October 18, 2021
SHABBOS GOY MADE GOOD:
Colin Powell's early life was steeped in Jewish culture and Yiddish. It stayed with him. (Jacob Kornbluh and Lauren Markoe, October 18, 2021, Tablet)
Melvin Klein's family had Powell over every week to watch Milton Berle and Molly Goldberg on one of the first televisions in the neighborhood. Powell's sister's "closest" chums were the Teitelbaum sisters. He earned a quarter every Shabbat to turn off the lights at an Orthodox synagogue.
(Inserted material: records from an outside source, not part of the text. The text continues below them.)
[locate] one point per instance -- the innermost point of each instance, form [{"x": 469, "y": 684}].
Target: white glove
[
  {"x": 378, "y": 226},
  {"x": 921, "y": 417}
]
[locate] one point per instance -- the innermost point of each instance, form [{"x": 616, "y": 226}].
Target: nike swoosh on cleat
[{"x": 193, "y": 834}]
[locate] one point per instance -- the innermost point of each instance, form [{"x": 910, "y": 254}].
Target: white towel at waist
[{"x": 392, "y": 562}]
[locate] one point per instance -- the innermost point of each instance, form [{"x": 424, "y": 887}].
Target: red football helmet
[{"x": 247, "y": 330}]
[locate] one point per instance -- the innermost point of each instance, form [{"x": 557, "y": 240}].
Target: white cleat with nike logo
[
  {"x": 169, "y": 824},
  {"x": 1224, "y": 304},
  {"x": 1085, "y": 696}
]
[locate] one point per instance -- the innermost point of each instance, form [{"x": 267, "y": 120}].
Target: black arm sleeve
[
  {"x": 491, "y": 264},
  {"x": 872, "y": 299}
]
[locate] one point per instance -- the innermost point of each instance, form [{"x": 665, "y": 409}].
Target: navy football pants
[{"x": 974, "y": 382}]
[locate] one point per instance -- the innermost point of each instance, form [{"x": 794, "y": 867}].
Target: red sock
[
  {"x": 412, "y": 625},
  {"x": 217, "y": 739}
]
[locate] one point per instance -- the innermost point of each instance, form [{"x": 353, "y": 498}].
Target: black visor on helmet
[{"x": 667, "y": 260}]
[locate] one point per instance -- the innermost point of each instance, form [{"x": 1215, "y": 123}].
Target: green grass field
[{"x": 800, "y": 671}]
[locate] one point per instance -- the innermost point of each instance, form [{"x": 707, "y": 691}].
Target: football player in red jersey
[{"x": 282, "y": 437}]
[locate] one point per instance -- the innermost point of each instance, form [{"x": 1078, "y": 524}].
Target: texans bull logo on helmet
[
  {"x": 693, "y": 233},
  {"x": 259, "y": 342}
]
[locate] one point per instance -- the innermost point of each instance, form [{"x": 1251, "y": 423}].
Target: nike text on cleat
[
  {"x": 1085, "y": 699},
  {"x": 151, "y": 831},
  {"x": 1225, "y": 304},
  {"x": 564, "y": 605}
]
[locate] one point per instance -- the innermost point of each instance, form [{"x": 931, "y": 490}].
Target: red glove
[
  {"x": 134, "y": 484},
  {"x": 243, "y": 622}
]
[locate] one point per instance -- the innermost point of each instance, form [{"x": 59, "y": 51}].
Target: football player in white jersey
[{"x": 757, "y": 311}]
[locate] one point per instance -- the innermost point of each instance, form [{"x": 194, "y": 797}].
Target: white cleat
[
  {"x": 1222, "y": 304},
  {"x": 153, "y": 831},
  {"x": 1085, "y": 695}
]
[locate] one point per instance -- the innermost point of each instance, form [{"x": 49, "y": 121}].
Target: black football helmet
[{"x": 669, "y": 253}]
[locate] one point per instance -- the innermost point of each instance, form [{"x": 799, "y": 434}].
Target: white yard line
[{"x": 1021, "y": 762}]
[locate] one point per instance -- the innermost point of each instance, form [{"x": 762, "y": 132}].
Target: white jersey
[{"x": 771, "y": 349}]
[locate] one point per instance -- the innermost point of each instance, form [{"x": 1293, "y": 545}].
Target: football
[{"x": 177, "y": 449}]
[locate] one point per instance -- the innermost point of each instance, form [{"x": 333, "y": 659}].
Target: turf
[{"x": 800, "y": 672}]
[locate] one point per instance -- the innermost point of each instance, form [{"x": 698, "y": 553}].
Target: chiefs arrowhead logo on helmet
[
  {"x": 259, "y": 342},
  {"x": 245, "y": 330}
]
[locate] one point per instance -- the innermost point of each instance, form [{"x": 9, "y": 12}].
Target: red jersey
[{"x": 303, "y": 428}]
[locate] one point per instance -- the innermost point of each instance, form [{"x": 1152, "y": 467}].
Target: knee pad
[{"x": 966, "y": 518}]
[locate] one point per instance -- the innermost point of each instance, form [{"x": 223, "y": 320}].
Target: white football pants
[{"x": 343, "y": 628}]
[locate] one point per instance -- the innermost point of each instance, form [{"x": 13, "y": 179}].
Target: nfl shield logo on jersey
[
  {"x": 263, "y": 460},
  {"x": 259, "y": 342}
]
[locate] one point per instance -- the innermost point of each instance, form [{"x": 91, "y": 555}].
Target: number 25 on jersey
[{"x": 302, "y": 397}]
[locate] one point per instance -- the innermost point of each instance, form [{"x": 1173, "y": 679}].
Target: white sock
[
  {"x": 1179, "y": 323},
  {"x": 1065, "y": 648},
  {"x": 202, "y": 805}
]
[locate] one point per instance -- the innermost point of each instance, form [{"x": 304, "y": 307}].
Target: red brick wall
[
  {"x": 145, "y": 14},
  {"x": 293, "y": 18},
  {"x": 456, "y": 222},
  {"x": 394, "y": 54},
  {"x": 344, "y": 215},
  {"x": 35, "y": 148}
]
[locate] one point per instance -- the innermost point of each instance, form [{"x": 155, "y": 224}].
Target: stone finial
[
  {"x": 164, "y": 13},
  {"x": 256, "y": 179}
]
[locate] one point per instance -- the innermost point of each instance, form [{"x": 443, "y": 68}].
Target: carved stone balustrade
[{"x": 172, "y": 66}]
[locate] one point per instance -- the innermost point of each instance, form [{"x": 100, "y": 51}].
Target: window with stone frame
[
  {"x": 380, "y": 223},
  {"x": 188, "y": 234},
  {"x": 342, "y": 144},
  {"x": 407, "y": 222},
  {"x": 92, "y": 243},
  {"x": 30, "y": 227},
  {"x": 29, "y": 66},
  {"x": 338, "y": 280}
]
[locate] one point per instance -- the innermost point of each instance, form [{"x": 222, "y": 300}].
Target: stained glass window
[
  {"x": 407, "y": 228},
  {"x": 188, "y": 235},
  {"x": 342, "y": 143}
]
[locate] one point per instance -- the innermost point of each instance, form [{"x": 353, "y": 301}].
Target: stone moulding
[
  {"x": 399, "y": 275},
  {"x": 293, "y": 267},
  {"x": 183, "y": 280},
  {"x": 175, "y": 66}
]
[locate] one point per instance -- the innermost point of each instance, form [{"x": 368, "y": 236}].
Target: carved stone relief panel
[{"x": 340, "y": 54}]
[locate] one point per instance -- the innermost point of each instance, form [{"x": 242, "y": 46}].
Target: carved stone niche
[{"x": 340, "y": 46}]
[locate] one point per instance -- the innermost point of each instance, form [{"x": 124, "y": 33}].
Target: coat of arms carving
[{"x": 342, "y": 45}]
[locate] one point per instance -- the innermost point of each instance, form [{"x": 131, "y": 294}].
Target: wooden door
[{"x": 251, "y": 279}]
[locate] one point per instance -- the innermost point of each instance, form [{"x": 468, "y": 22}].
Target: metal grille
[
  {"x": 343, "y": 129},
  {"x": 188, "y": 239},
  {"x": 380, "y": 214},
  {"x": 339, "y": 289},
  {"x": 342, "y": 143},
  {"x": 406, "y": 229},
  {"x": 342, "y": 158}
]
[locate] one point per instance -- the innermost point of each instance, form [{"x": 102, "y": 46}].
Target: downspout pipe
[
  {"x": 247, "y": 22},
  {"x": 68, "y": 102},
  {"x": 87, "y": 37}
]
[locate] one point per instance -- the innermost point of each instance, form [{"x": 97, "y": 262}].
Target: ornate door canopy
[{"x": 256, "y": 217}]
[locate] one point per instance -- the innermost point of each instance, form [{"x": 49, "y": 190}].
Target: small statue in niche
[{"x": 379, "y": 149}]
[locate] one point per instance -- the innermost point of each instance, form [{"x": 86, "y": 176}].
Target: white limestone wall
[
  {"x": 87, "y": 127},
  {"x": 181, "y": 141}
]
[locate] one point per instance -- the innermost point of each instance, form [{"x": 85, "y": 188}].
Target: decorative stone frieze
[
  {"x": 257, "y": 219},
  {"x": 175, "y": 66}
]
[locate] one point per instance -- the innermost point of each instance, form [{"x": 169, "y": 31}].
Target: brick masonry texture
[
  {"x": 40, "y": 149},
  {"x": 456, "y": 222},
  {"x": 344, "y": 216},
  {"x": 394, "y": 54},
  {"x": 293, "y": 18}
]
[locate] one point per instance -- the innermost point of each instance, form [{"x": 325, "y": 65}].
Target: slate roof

And Jay Sickser, the Jewish owner of Sickser's -- "Everything For The Baby" store -- gave Powell a job when he was 14. (Powell's father also worked at Jewish businesses, including Ginsburg's in the garment district, where he rose to become foreman of the shipping department.)The future general worked at Sickser's until he was a sophomore year in college, and learned a considerable amount of Yiddish there, which he enjoyed sprinkling into his conversations with Jews and even the prime minister of Israel. "Men kent reden Yiddish" he told an astounded Yitzhak Shamir, then Israeli prime minister, ahead of the first Gulf War in 1991. "We can speak Yiddish." [...]"Let me put to rest this rumor as to whether or not I speak Yiddish," Powell said in a speech at the American Israel Public Affairs Committee conference in Washington in 1991. "I really do not speak Yiddish, maybe a bissel (a little), who knows?"It was more than a bissel." In "My American Journey," Powell -- called "Collie" by Sickser -- relates that he had picked up enough Yiddish so that when couples were speaking to each other on the store's second floor about how much they might be willing to spend on a stroller or crib, he understood. But he didn't always let on."This shwarz klabe what did he understand?" Powell wrote, using the Yiddish phrase for "black boy," a term now considered pejorative."I'd excuse myself and report to Mr. S., who would come up, armed with my intelligence, and close the deal."In 1992, Powell recalled, at a Hanukkah dinner at Yeshiva University, that Sickser's would give him a "gezunten keppel", a blessing head, and mimed a slap."To keep me straight," Powell explained.